A: I’ve been assembling a new collection of essays and stories. The complicating news is that there are enough pieces to make more than two books, not just one. And I still write regularly for my journal on this website.

Q: And so?

A: The next big editing task is to sort out the pile and come to some decision as to whether there will be one big book or two or what? I’m working on that this winter and making good progress.

Q: Title?

A: There are two working titles for the project. Either Kindling for the Fire or What I Learned After Kindergarten.

Q: Available?

A: Perhaps in early 2014 – and as long as I make the writing available as free downloads, I don’t have to hassle with the publishing world and its deadlines.

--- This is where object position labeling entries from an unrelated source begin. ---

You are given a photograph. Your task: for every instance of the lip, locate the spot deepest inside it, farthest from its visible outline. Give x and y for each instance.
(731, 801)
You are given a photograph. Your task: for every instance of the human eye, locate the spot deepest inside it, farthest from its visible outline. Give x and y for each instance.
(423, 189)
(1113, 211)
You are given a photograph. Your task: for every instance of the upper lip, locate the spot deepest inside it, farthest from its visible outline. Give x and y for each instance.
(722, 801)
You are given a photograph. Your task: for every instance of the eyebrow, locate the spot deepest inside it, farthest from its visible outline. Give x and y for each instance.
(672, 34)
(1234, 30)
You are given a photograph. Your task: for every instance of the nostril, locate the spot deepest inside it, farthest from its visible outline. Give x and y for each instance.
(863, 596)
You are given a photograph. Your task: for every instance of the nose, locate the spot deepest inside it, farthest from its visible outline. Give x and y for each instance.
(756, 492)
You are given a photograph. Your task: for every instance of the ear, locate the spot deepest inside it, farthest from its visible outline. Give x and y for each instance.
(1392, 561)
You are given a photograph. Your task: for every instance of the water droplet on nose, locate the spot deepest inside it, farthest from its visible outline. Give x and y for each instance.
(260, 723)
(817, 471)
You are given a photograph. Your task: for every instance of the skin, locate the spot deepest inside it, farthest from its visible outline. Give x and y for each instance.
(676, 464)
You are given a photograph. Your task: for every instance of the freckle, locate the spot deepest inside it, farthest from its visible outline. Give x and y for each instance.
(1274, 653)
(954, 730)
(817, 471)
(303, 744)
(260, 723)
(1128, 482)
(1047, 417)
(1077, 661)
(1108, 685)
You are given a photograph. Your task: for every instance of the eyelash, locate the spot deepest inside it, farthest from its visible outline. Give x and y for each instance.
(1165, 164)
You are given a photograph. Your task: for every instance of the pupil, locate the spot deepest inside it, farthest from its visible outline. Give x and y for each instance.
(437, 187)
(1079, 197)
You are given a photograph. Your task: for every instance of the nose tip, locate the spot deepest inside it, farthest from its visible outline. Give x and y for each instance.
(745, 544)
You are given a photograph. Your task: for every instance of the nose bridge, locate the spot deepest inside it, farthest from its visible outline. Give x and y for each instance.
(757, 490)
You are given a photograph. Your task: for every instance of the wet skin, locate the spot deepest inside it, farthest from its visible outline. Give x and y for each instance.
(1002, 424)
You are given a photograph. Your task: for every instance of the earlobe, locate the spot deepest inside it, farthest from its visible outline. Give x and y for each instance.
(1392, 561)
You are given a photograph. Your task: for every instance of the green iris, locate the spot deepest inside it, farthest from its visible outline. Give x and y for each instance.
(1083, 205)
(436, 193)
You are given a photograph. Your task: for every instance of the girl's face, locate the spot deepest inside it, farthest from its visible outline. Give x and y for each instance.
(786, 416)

Q: Anything else that’s new?

A: I’m on Facebook and Twitter now – though I still find those social media sites perplexing. I’m just not very e-savvy. But someone else manages the site for me and makes it easy. I’ve also just bought my first cell phone – about which I have mixed feelings – but my wife finds my struggle with it amusing, and it’s worth the effort to just hear her laugh.

Q: So what’s next?

A: A friend asked me that recently. I do sense fresh ideas in the far back end of my mental workshop, so I answered that I have a title for a new book: “?!” – A question mark followed by an exclamation mark.

Q: What’s it about?

A: It’s hard to summarize at this point, but if you want to see what I’m up to, chapters are posted under the working title, Mender of Destinies at the top of my website homepage. The work grows as the inspiration comes and goes. Take a look at a work in progress.

Q: Anything new going on outside literature?

A: I signed on as a member of The Beat Goes On Marching Band of Portland, Oregon. A long-held dream come true. It’s a big, active band – 200 or so members on the roster. Because they are based in Oregon and I’m not, I don’t get to march and play as often as I’d like. Just two big parades and a park concert so far. But they are patiently willing to accommodate my irregularity and to indulge my fantasy of being in a band. I play percussion in what they call “The Trash Line” – big brass cymbals and sometimes tambourine. The Beat Goes On is a nice phrase for the sum of my life in the fall of 2013. Onward! is my mantra.